The future of regulation is now
While we may have to wait a little longer for legislative clarity around the form and scope of regulations around AI for the finance sector, and although concerns about the impacts of technology continue to be raised, Gensler has maintained a broadly positive outlook:
“The future of generative AI in the finance industry holds great promise, but it must be accompanied by a robust regulatory framework. By fostering innovation while safeguarding market integrity, we can harness the potential of generative AI to create a more efficient and resilient financial ecosystem. To safeguard the integrity and stability of financial markets, regulatory oversight must adapt and evolve.”
Actually, Gary Gensler didn’t say any of that.
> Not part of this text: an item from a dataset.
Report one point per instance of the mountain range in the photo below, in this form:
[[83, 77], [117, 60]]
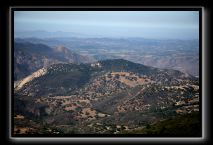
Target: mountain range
[[104, 97], [29, 57]]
ChatGPT did – in under five seconds – when given a prompt to write a comment in the style of Gensler on the future of generative AI regulation in the finance sector.
What Gensler did say as part of his statement on the rule-writing agenda, was:
“Technology, markets, and business models constantly change. Thus, the nature of the SEC’s work must evolve as the markets we oversee evolve. In every generation since President Franklin Roosevelt’s, our Commission has updated its ruleset to meet the challenges of a new hour.”
While effective regulations and compliance regimens take far longer than five seconds to implement comprehensively, some in the space may feel that they are left to ‘fill in the blanks’ until regulations are established. While waiting for the SEC and other regulators to provide clarity, organizations would do well to work with the right partners to understand how to keep pace with innovation, stay compliant, and mitigate risk in the ‘age of AI’.